Nell’agosto del 2007 Chiara Poggi viene trovata morta nella villetta della sua famiglia in un paese in provincia di Pavia, Garlasco, dal fidanzato Alberto Stasi. Questo viene da subito iscritto nel registro degli indagati. Nel 2015, a otto anni dal delitto e dopo essere stato riconosciuto innocente per due volte. Tutto cambia al quinto processo (tra sentenze e appelli) viene condannato a sedici anni di carcere per averla assassinata brutalmente.

“Perché ho deciso di parlare oggi? Per dare un senso a questa esperienza, perché certe cose non dovrebbero più accadere. Se una persona vive delle esperienze come quella che ho vissuto io questa deve essere resa pubblica. A disposizione di tutti, e visto che ho la possibilità di parlare lo faccio. Così che le persone capiscano, possano riflettere. Ma anche decidere se il sistema che c’è va bene oppure se è opportuno cambiare qualche cosa”. Ancora oggi, infatti, e, come sempre, Alberto Stasi si dichiara innocente.

“Sembrava di remare contro un fiume in piena”
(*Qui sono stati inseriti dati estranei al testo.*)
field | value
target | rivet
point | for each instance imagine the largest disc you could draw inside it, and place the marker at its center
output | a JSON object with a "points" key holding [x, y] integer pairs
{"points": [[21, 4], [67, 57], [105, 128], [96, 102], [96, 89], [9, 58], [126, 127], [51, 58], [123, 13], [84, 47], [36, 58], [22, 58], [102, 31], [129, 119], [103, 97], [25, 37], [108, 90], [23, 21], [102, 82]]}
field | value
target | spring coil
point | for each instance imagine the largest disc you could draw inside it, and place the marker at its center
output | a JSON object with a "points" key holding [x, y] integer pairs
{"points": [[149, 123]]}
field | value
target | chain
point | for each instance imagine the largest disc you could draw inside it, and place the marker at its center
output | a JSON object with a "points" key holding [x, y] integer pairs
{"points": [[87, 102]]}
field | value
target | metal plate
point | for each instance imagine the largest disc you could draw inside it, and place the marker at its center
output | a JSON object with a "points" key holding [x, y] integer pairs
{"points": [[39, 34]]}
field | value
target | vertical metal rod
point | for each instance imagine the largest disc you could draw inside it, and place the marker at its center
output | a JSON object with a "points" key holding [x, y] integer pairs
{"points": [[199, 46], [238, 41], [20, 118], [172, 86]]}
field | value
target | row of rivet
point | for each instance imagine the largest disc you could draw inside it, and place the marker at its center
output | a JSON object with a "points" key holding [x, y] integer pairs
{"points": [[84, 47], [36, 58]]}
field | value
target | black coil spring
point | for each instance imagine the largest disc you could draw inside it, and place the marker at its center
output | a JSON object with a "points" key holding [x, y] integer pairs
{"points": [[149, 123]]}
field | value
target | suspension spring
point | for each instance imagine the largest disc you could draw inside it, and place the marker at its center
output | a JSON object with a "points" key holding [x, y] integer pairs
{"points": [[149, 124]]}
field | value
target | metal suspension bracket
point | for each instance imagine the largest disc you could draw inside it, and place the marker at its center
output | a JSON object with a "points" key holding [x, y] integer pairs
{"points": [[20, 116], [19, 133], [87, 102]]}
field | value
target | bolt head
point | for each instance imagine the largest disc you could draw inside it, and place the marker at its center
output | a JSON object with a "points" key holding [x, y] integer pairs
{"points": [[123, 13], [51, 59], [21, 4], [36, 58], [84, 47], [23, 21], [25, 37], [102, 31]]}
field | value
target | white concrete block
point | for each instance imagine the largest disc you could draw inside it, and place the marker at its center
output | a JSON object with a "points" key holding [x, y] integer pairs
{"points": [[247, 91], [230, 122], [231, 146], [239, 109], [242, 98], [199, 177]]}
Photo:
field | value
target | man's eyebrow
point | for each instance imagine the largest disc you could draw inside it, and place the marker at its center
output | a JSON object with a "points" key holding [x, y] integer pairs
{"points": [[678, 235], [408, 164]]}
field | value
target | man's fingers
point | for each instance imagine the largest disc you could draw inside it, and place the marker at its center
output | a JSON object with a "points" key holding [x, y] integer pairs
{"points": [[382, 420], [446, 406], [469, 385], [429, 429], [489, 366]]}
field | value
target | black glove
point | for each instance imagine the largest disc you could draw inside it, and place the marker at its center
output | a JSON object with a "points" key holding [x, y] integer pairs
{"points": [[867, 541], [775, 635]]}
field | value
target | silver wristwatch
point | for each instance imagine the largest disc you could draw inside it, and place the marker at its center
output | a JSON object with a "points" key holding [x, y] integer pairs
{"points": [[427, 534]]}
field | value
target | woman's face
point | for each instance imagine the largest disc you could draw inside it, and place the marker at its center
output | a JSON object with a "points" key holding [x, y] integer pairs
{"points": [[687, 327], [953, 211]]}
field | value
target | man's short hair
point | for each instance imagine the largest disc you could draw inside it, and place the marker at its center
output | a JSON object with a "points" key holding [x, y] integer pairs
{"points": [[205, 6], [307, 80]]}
Nello speciale Alberto Stasi ripercorre il processo definito, da lui stesso, indiziario e senza prove. “Sembrava di remare contro un fiume in piena andando controcorrente, fin dall’inizio. Una volta lo scambio dei pedali, un’altra volta il test solo presuntivo, e l’alibi che mi viene cancellato. L’orario della morte che viene spostato. Non c’era desiderio di cercare la verità perché una volta può accadere, la seconda volta può passare. Ma non possono esserci una terza, una quarta, una quinta, per sette anni. Che verità c’è in tutto questo. Io sono stato assolto in primo grado, sono stato assolto in appello, sull’unica condanna il Procuratore generale presso la Corte di Cassazione ha chiaramente detto questo e cioè. “Non si può condannare Alberto Stasi”, quindi, in Italia hanno un sistema che a oggi funziona così. La pubblica accusa dice “No, questa persona va assolta” ma, nonostante questo, la persona viene condannata”.

“Ho la coscienza leggera”

Tra le prime domande dell’inviato c’è quella del se sia stato lui a uccidere Chiara Poggi. “Quando mi chiedono se ho ucciso io Chiara penso che non sanno di cosa stanno parlando”, risponde Stasi, poi il discorso assume un altro tono: “Nell’immaginario comune un innocente in carcere è un qualcuno che soffre all’ennesima potenza. Per me non lo è, semplicemente perché la mia coscienza è leggera. Alla sera quando mi corico io non ho nulla da rimproverarmi. Certo, ti senti privato di una parte di vita perché togliere la libertà a una persona innocente è violenza, però non hai nulla da rimproverarti, l’hai subita e basta, non è colpa tua”.

“Certe cose non le puoi metabolizzare se non le vivi”

Cosa accadrà quando uscirà dal carcere?  “Oggi ho 38 anni e ho in mente di mettere a frutto tutte le esperienze negative che ho vissuto, un bagaglio conoscitivo che non può essere acquisito diversamente. Certe cose non le puoi metabolizzare se non le vivi. Se hai la fortuna, o sfortuna, a seconda del punto di vista, di vivere certe esperienze, acquisisci degli strumenti che puoi mettere a disposizione e io voglio fare questo. È un impegno diverso rispetto a quello che potevo desiderare quando avevo 24 anni, in cui volevo fare carriera nell’azienda più grande d’Italia, tanto per fare un esempio”.

“Il loro non è un mestiere banale”

Infine, “Cosa vorrei dire ai giudici che mi hanno condannato? Non saprei perché sono, in qualche modo, e in negativo, i protagonisti di questa vicenda. È difficile arrivare alla mente e al cuore di quelle persone. Il loro non è un mestiere banale, ha conseguenze sulla vita delle persone, come un medico in sala operatoria: ci sono lavori che non comportano queste responsabilità, altri invece sì. Se si decide di intraprendere un certo lavoro, una certa carriera, deve essere fatto in modo coscienzioso perché poi anche lì entrano dinamiche normali, di lavoro. La carriera, l’ambizione, il posto in un’altra sede, tutte cose che non dovrebbero avere nulla a che fare con la giustizia”.